4 Comments

  1. Congrats on 7 years!

  2. Yes but ... for every story you have I have 20 about parents coaching during matches, bullying opponents, cursing other parents, whining to their section, complaining about "the system" instead of doing the things necessary to leverage the system, etc.

  3. Thank you for your column. It is wise, and this perspective is needed. I fall in the category of the live-and-let-live tennis parent. The examples you gave are all the sorts of things I probably wouldn't even notice, let alone critique. Sure, there are parents who behave badly -- just as some players behave badly. My son tells me that cheating (bad line calls) is common at the national level of junior play. It's unfortunate, but that is this sport: it relies on players' honesty. And it sometimes pays to be dishonest, unfortunately. My answer to this observation is that my son should just work hard to become good enough that an unfair point or two will not cost him a match. I tell him that I want him to continue to make fair line calls and to not retaliate or let something that is perceived to be unfair impact his attitude and mental game. It's tough. But most of us are invested in our children's tennis with our eyes wide open. We know they will have to work very hard and we'll have to spend a great deal for them to make it to college tennis - especially D1. And we know that the odds of our children going pro and making a decent living at it are extremely low. So why do we do this? My husband and I love seeing our son compete at a sport he loves. We love his wins. We mourn his losses, and we believe that playing a sport at an elite level has made him a better student and a better person. He has so little spare time that he finishes his homework efficiently. He has no interest in common high school vices because these things would be a distraction from his goals. Someday, we hope, the lessons he's learned on the tennis court will inform his decisions in the business/career world. So, yes, it's not difficult to have compassion for other tennis parents because we understand very well how challenging it can be to be one.

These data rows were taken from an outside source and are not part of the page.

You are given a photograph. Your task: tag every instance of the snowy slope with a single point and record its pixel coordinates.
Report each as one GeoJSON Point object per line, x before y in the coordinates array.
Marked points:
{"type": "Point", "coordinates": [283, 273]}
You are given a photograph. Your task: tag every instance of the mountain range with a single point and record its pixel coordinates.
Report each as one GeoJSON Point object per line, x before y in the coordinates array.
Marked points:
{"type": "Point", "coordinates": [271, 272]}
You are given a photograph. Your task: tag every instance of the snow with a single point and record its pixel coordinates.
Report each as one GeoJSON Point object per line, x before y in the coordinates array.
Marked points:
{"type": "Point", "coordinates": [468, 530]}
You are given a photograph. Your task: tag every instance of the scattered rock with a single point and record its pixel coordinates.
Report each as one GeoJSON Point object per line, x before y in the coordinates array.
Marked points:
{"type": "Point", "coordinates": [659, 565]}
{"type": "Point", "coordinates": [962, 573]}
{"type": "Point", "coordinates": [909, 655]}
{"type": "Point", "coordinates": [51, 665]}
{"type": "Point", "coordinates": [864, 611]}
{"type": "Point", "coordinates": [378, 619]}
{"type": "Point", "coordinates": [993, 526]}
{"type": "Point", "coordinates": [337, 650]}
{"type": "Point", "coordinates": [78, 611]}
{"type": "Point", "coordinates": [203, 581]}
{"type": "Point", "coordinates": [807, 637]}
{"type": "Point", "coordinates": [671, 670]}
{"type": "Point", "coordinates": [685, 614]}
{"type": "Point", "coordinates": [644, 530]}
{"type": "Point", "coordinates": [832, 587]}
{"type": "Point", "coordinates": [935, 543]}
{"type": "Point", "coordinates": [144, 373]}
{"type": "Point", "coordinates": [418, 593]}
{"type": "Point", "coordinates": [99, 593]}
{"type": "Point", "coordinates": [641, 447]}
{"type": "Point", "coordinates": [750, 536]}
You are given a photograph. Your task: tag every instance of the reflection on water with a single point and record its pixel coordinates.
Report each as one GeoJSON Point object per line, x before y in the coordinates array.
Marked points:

  4. David, I would like to offer an alternate perspective on your comment. If we all take a few moments to help educate those parents who are coaching, bullying, cursing, etc. maybe we can effect overall change bit by bit. When we hear a parent complaining, we can take them aside and give them some tools to help them better navigate the system. When we see coaching or bullying happening, we can approach the parent after the incident and have a conversation with them about a better way of interacting with their child and their child's opponent. Of course, I'm not Pollyanna, nor do I expect everyone to respond in a positive manner, but isn't it worth trying? Compassion isn't the easy way - it's much easier to judge and remove yourself from the situation. But when we engage in a positive way, parent to parent, sometimes we can make a real difference.